Just as the skeleton and muscles move the human body and hold its shape, all the cells of the body are stabilised and moved by a cellular skeleton. Unlike our skeleton, this cellular skeleton is a very dynamic structure, constantly changing and renewing itself. It consists of different types of protein filaments, which include intermediate filaments and microtubules. Now, a research team from the University of Göttingen is the first to succeed in observing a direct interaction between microtubules and intermediate filaments outside the cell, and also in quantitatively measuring this interaction. The results of the study were published in Nature Communications.
Microtubules are dynamic filaments that constantly grow and shrink again and, in this way, are responsible for many important processes in cells. The research team observed that intermediate filaments stabilise microtubules: when intermediate filaments are added to microtubules, shrinkage is suppressed and thus the lifespan of the microtubules is extended. To investigate whether this is actually due to direct interactions between the two filaments, a single microtubule was positioned crossed with a single intermediate filament.

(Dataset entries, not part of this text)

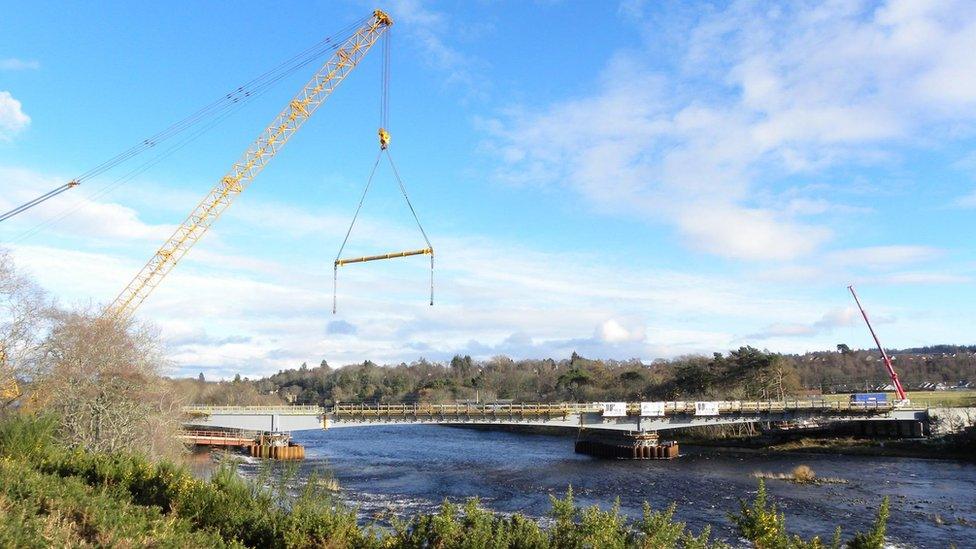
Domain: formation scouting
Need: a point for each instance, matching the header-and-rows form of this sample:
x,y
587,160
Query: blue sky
x,y
631,179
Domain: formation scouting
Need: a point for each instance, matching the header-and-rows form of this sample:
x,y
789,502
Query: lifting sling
x,y
384,137
429,250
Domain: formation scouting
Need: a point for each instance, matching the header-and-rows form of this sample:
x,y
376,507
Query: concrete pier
x,y
609,445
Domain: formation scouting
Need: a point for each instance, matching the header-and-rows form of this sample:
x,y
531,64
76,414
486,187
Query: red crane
x,y
884,355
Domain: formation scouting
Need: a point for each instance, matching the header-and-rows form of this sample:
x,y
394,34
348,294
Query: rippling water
x,y
405,469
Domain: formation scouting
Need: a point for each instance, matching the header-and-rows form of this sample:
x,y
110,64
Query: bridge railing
x,y
341,411
470,410
302,410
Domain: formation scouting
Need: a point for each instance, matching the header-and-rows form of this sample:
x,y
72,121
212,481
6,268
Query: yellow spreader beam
x,y
391,255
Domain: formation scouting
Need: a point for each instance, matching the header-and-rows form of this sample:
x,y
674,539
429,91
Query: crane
x,y
254,159
884,354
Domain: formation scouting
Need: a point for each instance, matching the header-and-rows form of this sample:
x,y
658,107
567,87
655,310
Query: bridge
x,y
605,429
633,417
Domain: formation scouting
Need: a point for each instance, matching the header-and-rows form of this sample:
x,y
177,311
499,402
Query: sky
x,y
624,180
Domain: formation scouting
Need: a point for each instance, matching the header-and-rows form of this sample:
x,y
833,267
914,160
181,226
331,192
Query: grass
x,y
53,496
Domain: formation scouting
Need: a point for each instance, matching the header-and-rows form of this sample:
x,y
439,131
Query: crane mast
x,y
257,156
884,354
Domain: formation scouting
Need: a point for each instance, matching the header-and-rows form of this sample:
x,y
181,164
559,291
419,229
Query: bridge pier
x,y
627,445
257,443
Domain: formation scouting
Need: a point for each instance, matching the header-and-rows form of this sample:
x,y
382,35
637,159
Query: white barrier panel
x,y
614,409
652,409
706,408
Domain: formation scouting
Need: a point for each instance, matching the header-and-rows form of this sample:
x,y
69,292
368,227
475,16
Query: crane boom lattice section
x,y
257,156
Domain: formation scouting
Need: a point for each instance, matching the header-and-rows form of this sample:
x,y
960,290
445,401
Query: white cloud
x,y
74,213
429,28
612,331
827,323
760,93
922,277
12,117
876,257
14,64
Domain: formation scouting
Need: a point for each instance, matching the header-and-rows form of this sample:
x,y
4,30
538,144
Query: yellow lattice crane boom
x,y
267,145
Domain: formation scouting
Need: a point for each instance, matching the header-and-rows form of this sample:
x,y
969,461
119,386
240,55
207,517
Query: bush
x,y
803,474
50,495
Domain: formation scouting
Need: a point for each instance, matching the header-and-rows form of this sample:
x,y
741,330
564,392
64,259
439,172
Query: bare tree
x,y
25,315
102,378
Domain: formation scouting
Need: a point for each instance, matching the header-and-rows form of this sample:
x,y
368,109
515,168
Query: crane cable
x,y
384,148
217,110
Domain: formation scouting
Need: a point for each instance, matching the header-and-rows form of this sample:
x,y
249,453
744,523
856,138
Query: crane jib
x,y
255,158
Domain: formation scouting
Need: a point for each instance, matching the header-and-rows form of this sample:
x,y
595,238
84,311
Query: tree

Dr Laura Schaedel, who shares first authorship of the publication with Charlotta Lorenz (PhD student at the Institute for X-ray Physics at the University of Göttingen), explains: “The intermediate filament was ‘pulled’ over the microtubule like a bow over a violin string.” Lorenz adds, “This allows the two filaments to bind to each other. However, this bond is broken again shortly afterwards due to the pulling. The process of ‘tearing apart’ provides information about the strength of the bond.” Professor Stefan Klumpp from the Institute for the Dynamics of Complex Systems at Göttingen University, who led the project together with Professor Sarah Köster from the Institute for X-ray Physics, says, “In addition, we used models and simulations to show that the direct interaction leads to stabilisation.” The stabilisation of dynamic microtubules can be an important issue for biological cells, for example to regulate their local stability. “The interactions that we observed are important because they enable better understanding of cellular processes,” says Köster.
These results are in turn relevant for understanding many other processes, such as those involved in diseased cells. The new method to take direct measurements of the actual interaction of two different biopolymers can also be applied to other protein filaments, as well as to non-biological fibres.